Monday, 29 July 2019

Setelah melakukan perjalanan jauh memangnya masih wajib ganti oli mesin mobil? Padahal sebelum berangkat sudah melakukan servis rutin di bengkel resmi. Nah, sebenarnya pedoman pergantian oli mesin sesuai jarak tempuh mobil sudah diberikan agen pemegang merek (APM). Akan tetapi anda harus mempertimbangkan juga untuk mempercepat waktu penggantian oli jika mobil anda sering terjebak dalam kemacetan yang lama, sedangkan mobil anda pastinya dalam kondisi hidup.

Padahal pada waktu itu odometer tidak bertambah, dikarenakan mobil dalam kondisi berhenti. Hal ini berlaku juga ketika Anda menempuh perjalanan jauh, mengingat mesin mobil bekerja ekstra keras karena dipacu dalam waktu yang lama dengan waktu istirahat yang minim. Perjalanan yang ditempuh untuk keluar kota biasanya jarang menemui kemacetan, tapi perlakuan terhadap penggantian pelumas mesin harus tetap sama. 

Apalagi jika di tengah jalan Anda masih harus terjebak kemacetan, biasanya di saat momen liburan seperti sekarang ini masih banyak orang yang pergi keluar kota. Tentunya mobil Anda butuh perhatian ekstra juga. 

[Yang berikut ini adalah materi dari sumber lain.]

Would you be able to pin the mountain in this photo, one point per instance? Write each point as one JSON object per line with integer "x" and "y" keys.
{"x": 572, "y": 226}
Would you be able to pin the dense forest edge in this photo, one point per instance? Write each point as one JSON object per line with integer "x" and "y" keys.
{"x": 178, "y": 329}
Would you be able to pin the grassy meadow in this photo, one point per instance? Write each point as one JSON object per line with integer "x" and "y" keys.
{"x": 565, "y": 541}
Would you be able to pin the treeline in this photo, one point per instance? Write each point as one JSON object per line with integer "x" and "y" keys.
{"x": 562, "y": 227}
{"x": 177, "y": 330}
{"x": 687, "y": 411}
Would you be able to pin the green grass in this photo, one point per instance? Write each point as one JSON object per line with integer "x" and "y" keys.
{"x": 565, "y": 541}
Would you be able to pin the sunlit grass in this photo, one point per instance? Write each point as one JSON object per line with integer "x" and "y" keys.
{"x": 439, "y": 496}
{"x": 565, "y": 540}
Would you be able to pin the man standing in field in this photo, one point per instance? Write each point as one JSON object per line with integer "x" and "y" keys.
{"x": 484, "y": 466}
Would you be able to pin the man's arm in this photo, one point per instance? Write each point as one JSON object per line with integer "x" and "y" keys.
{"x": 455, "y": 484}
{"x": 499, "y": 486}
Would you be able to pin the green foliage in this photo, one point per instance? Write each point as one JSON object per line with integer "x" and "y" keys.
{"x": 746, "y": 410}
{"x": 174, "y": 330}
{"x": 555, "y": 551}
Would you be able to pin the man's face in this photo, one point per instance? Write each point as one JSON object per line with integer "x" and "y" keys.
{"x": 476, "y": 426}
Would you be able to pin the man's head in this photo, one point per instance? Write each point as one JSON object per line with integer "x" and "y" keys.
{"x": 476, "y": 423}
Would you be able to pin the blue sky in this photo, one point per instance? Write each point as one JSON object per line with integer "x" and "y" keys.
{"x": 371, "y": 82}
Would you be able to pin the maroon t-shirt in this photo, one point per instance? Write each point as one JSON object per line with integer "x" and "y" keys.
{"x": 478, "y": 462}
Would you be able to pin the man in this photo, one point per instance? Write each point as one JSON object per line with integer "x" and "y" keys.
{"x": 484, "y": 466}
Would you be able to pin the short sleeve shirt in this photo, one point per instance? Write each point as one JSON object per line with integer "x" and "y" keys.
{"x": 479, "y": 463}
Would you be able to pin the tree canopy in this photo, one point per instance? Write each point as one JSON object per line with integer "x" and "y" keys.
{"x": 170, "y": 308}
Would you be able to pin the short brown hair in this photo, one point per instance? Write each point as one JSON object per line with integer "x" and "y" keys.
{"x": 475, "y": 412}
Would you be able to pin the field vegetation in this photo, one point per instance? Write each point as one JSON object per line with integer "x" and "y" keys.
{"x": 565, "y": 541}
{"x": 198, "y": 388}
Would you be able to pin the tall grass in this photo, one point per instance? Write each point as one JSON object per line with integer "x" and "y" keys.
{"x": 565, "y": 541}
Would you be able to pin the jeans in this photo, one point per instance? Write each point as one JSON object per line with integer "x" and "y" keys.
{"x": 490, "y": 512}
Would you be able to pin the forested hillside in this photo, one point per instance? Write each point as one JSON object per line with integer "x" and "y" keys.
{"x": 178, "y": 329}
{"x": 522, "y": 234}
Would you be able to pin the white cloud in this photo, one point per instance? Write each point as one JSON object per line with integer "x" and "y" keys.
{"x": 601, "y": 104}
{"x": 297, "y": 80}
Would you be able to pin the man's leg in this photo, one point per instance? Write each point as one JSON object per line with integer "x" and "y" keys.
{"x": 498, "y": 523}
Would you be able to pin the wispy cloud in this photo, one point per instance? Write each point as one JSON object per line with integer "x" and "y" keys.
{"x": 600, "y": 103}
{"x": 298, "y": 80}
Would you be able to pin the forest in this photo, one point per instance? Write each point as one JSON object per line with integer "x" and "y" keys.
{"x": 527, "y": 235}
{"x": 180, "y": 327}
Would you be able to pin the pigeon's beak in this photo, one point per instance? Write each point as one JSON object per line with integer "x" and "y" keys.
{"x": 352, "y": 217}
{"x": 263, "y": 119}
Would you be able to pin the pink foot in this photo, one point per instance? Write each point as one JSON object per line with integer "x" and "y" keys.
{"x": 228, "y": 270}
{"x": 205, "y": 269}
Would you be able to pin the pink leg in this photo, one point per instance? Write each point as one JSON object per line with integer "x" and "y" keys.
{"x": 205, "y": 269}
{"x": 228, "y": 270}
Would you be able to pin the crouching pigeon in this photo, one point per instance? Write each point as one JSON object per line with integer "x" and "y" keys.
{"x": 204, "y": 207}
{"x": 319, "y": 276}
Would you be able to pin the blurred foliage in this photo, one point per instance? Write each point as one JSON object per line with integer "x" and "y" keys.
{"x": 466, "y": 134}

Saat terjebak macet tentu mesin terus menyala, itu akan membuat mesin bekerja berat. Hal tersebut disebabkan oleh tingginya frekuensi perpindahan gigi atau pengurangan gigi rendah dalam waktu yang lumayan lama.

Selain itu walaupun kondisi berhenti lama, beban mesin masih tetap tinggi sebab pendingin udara masih tetap bekerja. Jika perjalanan Anda seperti ini maka sebaiknya Anda mengganti oli dengan segera. Walaupun mobil anda belum menempuh jarak yang telah ditetapkan untuk mengganti oli.

Akan tetapi jika memang perjalanan tersebut berjalan lancar tanpa ada hambatan yang lumayan serius, maka dalam kondisi seperti ini oli bisa diganti ketika sudah mencapai jarak tempuh yang sudah ditetapkan.